Bastien Potereau, L'Itinéraire, Montréal
Bernard Duhaime est un homme occupé et passionné. Entre ses réunions et les cours de droit qu’il donne à ses étudiants de l’UQÀM, il prend le temps de me recevoir.
À lui seul, ou presque, il a réussi à faire condamner un pays, la République dominicaine. Mais comment fait-on changer les choses à 3 000 kilomètres de Montréal?
La frontière entre la République dominicaine et Haïti est perméable. C’est la seule frontière terrestre d’Haïti. Une rivière sépare les deux États, elle porte le nom de «rivière du Massacre». Les ponts sont gardés par la milice dominicaine et font office de douane.
En juin 2000, la rivière n’aura jamais si bien porté son nom. Un groupe composé d’une trentaine de migrants haïtiens traverse la rivière sans s’arrêter au poste de contrôle. La réponse de l’armée dominicaine est singulière et ne se fait pas attendre. Le véhicule essuie une salve nourrie de tirs de mitraillette. S’ensuit une poursuite sur les routes abîmées. La chasse s’arrête lorsque le conducteur haïtien perd le contrôle du camion.
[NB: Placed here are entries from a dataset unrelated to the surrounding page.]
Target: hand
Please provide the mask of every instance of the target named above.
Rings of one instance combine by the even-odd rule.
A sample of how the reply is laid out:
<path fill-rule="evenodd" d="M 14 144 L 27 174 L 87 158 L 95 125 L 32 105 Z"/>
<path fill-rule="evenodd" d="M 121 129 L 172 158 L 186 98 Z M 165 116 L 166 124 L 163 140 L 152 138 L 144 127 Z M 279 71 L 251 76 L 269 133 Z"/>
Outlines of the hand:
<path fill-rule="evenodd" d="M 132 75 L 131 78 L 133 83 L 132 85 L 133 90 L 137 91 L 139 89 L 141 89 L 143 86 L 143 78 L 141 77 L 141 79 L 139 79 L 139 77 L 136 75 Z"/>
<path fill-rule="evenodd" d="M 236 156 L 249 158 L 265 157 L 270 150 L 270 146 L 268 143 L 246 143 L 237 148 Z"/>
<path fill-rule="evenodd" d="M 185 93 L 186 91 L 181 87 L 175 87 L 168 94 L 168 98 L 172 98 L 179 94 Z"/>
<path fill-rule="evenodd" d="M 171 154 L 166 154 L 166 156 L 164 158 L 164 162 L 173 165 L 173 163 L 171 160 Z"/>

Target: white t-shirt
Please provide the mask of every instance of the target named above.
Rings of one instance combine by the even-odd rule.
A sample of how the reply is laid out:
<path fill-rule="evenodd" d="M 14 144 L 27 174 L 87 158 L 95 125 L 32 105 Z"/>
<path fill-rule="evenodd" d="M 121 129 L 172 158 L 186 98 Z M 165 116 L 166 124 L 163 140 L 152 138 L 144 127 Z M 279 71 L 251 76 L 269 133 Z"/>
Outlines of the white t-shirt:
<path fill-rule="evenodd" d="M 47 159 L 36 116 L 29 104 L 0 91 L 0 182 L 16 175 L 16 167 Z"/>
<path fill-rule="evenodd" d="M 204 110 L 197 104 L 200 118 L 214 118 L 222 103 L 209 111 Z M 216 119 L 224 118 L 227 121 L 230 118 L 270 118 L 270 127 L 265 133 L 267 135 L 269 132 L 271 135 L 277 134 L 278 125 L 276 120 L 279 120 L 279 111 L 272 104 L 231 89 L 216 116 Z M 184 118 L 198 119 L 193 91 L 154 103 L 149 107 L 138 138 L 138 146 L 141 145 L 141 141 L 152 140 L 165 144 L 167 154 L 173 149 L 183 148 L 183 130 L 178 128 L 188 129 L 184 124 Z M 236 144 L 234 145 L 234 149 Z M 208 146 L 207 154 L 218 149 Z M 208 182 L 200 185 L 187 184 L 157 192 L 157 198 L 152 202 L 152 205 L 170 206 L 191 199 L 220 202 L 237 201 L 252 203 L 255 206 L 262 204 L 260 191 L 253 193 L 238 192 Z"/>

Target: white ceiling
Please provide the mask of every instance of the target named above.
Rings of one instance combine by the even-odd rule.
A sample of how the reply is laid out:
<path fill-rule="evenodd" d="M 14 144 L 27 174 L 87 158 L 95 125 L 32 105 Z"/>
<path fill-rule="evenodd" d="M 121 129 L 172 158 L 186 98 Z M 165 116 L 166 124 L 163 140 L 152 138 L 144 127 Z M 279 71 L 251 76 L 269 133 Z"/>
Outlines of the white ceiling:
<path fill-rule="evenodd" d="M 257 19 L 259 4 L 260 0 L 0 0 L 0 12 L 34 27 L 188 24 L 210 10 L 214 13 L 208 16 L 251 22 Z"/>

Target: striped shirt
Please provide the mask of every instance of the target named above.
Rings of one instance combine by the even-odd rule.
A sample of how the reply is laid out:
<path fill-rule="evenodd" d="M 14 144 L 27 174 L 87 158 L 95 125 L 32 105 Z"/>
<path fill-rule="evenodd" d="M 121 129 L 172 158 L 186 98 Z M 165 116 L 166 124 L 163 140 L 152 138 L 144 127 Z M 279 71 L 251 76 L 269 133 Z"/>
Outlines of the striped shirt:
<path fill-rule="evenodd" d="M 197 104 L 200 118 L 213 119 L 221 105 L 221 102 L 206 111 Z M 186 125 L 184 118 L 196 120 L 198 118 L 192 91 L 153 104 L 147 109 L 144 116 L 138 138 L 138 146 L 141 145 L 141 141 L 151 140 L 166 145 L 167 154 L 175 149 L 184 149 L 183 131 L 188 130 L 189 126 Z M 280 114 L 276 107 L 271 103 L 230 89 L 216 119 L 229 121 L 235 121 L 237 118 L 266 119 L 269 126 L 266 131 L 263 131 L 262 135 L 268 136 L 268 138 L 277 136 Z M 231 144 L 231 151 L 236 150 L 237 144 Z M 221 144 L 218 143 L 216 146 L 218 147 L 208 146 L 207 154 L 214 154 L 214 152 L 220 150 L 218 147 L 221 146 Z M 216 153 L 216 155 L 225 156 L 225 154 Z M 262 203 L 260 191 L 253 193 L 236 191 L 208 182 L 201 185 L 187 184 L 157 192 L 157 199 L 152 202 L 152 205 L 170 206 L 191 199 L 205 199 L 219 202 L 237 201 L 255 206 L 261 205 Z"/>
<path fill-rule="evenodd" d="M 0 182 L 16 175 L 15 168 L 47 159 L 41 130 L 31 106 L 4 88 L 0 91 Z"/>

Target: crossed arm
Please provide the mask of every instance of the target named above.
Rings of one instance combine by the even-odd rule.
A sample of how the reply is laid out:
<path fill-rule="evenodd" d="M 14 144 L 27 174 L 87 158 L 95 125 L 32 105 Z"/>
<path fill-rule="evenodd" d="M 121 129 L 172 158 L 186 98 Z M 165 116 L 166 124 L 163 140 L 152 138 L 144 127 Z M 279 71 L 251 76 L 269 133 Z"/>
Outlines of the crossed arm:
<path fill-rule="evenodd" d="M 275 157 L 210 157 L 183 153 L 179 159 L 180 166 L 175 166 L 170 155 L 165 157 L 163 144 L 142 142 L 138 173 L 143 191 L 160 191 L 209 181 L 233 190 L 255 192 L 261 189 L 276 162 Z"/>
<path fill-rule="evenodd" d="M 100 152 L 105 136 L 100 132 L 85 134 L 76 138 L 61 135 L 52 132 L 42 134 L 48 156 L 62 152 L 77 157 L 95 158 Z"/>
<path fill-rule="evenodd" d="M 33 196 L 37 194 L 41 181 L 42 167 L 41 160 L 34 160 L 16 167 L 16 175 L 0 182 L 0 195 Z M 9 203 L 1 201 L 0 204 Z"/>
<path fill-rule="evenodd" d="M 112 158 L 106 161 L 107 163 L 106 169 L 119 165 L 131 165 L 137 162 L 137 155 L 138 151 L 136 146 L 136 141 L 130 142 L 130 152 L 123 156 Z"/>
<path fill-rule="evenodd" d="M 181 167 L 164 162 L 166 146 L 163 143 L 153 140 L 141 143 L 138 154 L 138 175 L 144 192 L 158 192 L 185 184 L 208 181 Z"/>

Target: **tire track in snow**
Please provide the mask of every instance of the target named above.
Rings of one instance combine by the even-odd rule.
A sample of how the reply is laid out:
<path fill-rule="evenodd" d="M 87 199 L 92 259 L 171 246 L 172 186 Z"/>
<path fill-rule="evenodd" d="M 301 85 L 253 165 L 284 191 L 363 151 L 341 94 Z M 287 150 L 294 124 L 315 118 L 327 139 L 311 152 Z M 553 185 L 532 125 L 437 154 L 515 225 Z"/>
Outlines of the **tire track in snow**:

Certains passagers tentent de s’enfuir, mais les militaires les exécutent. Bilan : sept morts. Le reste du groupe, dont la majorité est blessée, est fait prisonnier. Dès le lendemain, l’armée leur donne le choix : soit ils sont condamnés à des travaux forcés, soit ils donnent tout leur argent et sont expulsés sur le champ. Ils choisissent la deuxième solution.
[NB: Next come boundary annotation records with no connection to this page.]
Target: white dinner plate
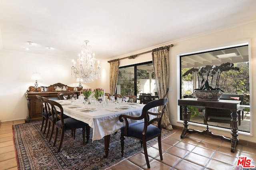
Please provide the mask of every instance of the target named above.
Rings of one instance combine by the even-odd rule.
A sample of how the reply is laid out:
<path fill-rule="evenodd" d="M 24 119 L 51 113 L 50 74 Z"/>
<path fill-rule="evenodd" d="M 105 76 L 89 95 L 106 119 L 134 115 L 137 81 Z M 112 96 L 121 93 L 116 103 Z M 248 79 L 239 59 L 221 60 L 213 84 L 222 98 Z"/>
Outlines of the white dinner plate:
<path fill-rule="evenodd" d="M 137 105 L 138 103 L 128 103 L 128 105 Z"/>
<path fill-rule="evenodd" d="M 70 105 L 71 104 L 71 103 L 60 103 L 60 104 L 61 105 L 63 105 L 64 106 L 64 105 Z"/>
<path fill-rule="evenodd" d="M 81 109 L 80 111 L 82 112 L 92 112 L 93 111 L 95 111 L 96 110 L 96 109 L 95 108 L 86 108 L 86 109 Z"/>

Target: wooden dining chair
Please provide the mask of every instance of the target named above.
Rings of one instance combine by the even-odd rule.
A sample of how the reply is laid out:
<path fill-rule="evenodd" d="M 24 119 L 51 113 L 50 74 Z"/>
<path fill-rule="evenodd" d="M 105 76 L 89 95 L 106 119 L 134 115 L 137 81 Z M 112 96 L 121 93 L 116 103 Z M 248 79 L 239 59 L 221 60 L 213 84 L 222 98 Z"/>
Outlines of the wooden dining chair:
<path fill-rule="evenodd" d="M 107 99 L 109 99 L 109 95 L 110 95 L 110 93 L 105 93 L 105 98 L 106 98 Z"/>
<path fill-rule="evenodd" d="M 64 95 L 68 95 L 67 99 L 70 99 L 70 95 L 72 95 L 74 96 L 74 95 L 73 92 L 71 92 L 70 91 L 62 91 L 61 92 L 60 92 L 57 94 L 57 96 L 58 96 L 58 98 L 59 98 L 60 100 L 64 100 L 64 98 L 63 98 L 63 96 Z"/>
<path fill-rule="evenodd" d="M 45 104 L 45 110 L 46 111 L 49 113 L 49 117 L 48 118 L 48 129 L 47 130 L 47 133 L 46 134 L 46 137 L 48 138 L 49 135 L 49 133 L 50 132 L 50 128 L 51 128 L 51 133 L 50 134 L 50 138 L 49 138 L 49 142 L 50 142 L 52 139 L 52 134 L 53 134 L 53 132 L 54 129 L 54 127 L 55 126 L 55 123 L 56 123 L 56 115 L 55 114 L 54 111 L 52 110 L 52 105 L 50 102 L 50 100 L 46 98 L 45 97 L 42 97 L 44 101 Z M 57 114 L 60 114 L 60 112 L 57 111 Z M 69 117 L 65 115 L 64 116 L 64 119 L 68 118 Z"/>
<path fill-rule="evenodd" d="M 122 95 L 119 95 L 118 94 L 116 94 L 114 95 L 113 95 L 113 96 L 114 96 L 115 97 L 115 99 L 116 99 L 117 97 L 118 97 L 120 98 L 122 98 Z"/>
<path fill-rule="evenodd" d="M 161 133 L 162 118 L 168 101 L 168 99 L 164 98 L 151 101 L 146 104 L 143 109 L 142 115 L 139 117 L 132 117 L 126 115 L 122 115 L 119 116 L 119 121 L 122 122 L 123 119 L 125 121 L 125 126 L 121 128 L 121 148 L 122 157 L 124 156 L 124 136 L 131 137 L 140 140 L 142 142 L 145 154 L 145 158 L 148 168 L 150 168 L 149 161 L 147 150 L 146 142 L 155 138 L 158 138 L 158 148 L 160 159 L 163 160 L 162 152 Z M 161 111 L 157 113 L 152 113 L 149 110 L 155 107 L 158 107 Z M 149 115 L 156 116 L 156 117 L 149 120 Z M 144 119 L 143 121 L 129 123 L 128 119 L 134 120 Z M 158 122 L 158 127 L 152 125 L 152 123 L 156 121 Z"/>
<path fill-rule="evenodd" d="M 126 97 L 129 97 L 129 99 L 133 99 L 133 103 L 137 103 L 137 96 L 134 95 L 126 95 Z"/>
<path fill-rule="evenodd" d="M 84 146 L 85 144 L 85 131 L 86 129 L 87 130 L 89 129 L 88 128 L 89 127 L 88 124 L 81 121 L 72 118 L 72 117 L 64 119 L 64 115 L 63 114 L 63 108 L 62 108 L 61 105 L 58 102 L 52 100 L 50 100 L 49 102 L 52 105 L 52 109 L 54 111 L 54 112 L 55 113 L 58 113 L 57 108 L 60 111 L 60 114 L 55 114 L 56 115 L 56 117 L 58 118 L 59 120 L 56 122 L 55 125 L 55 137 L 54 138 L 54 141 L 53 143 L 53 146 L 55 146 L 56 144 L 59 129 L 60 130 L 61 133 L 60 141 L 60 144 L 58 148 L 57 152 L 60 152 L 60 148 L 61 148 L 61 146 L 62 145 L 64 138 L 64 134 L 65 132 L 67 130 L 71 130 L 75 131 L 77 128 L 82 128 L 82 129 L 83 144 Z M 74 133 L 74 134 L 75 133 Z M 88 133 L 86 133 L 87 134 Z M 74 136 L 74 139 L 75 138 L 75 136 Z M 86 143 L 87 143 L 89 141 L 89 136 L 86 136 Z"/>
<path fill-rule="evenodd" d="M 40 103 L 41 103 L 41 109 L 42 111 L 42 125 L 41 126 L 41 130 L 40 131 L 42 132 L 43 130 L 43 128 L 44 127 L 44 121 L 45 121 L 45 125 L 44 125 L 44 132 L 43 132 L 43 134 L 44 134 L 45 133 L 45 131 L 46 130 L 46 128 L 47 127 L 47 125 L 48 125 L 48 118 L 49 118 L 49 112 L 46 111 L 45 109 L 46 104 L 44 101 L 44 99 L 43 99 L 43 97 L 38 96 L 38 95 L 36 95 L 36 97 L 37 98 L 38 100 L 40 101 Z"/>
L’expulsion collective, totalement arbitraire, a été décidée sans l’approbation d’une autorité judiciaire compétente. Une organisation communautaire locale a porté plainte à la police locale civile, mais très vite, l’armée a récupéré le dossier. Le résultat de l’enquête était donc d’ores et déjà truqué. Les militaires ont tous été acquittés. Deux ONG, une de chacun des pays concernés, ont alors demandé de l’aide à Bernard Duhaime.
UNE MAGISTRALE LEÇON DE DROIT
Pourquoi aller chercher l’aide d’un professeur de droit québécois? Parce que Bernard Duhaime est bien plus qu’un enseignant. Il s’implique pour la défense des droits de l’homme depuis 1996. Il a travaillé avec des entités intergouvernementales et pour des organismes paradémocratiques.
Dans le cadre de cette affaire, il était assisté du GARR (Groupe d’Appui aux Rapatriés et Réfugiés), de la CCDH (Commission des Citoyens pour les Droits de l’Homme), d’autres avocats et de certains de ses étudiants de l’UQÀM. «Ils ont fait beaucoup de recherches sur la jurisprudence, sur ce qui s’est déjà passé ailleurs. Ils ont aidé à la rédaction, à préparer des interrogatoires», raconte-t-il.
En novembre 2005, la Clinique internationale de défense des droits humains de l’UQÀM (CIDDHU) saisit les instances du système interaméricain de protection des droits de la personne. «On y est allé avec plusieurs motifs : racisme, xénophobie, violation du droit à l’égalité et à la protection judiciaire, entre autres», s’exclame Bernard Duhaime.
Le professeur s’est rendu plusieurs fois en République dominicaine pour assister les victimes et les ONG. Il s’est également présenté au procès qui s’est déroulé au Costa-Rica, le 21 juin dernier.
Finalement, le 24 octobre, la décision de la Cour tombe : la République dominicaine est jugée coupable d’avoir attaqué, exécuté et blessé arbitrairement une trentaine de migrants haïtiens. Le tribunal condamne le pays pour de nombreuses violations des droits de la personne. La République dominicaine doit verser plusieurs centaines de milliers de dollars de réparations aux victimes et à leurs représentants. Cette décision constituera par ailleurs un précédent important en Amérique concernant les
droits des migrants.
Le professeur Duhaime est enchanté par cette victoire. «Pour une fois, la communauté haïtienne a de quoi se réjouir, malgré la tragédie de cette affaire. Ces gens ne sont pas morts en vain, la protection des droits des migrants a grandement évolué.»
Bernard Duhaime, le professeur justicier
Le professeur Duhaime conseille plusieurs organisations de défense des droits de la personne et des peuples autochtones, des avocats et défenseurs des droits humains, des organisations internationales ainsi que des États. Il a été avocat au Secrétariat de la Commission interaméricaine des Droits de l’homme de l’Organisation des États américains (OEA). Après avoir formé des avocats, des juges ou encore des hauts fonctionnaires un peu partout en Amérique latine, il décide en 2004 de devenir professeur. «Si, chaque année, j’arrive à mener une trentaine d’étudiants à devenir des défenseurs acharnés des droits de l’homme, ce sera ma plus grande réussite», affirme-t-il.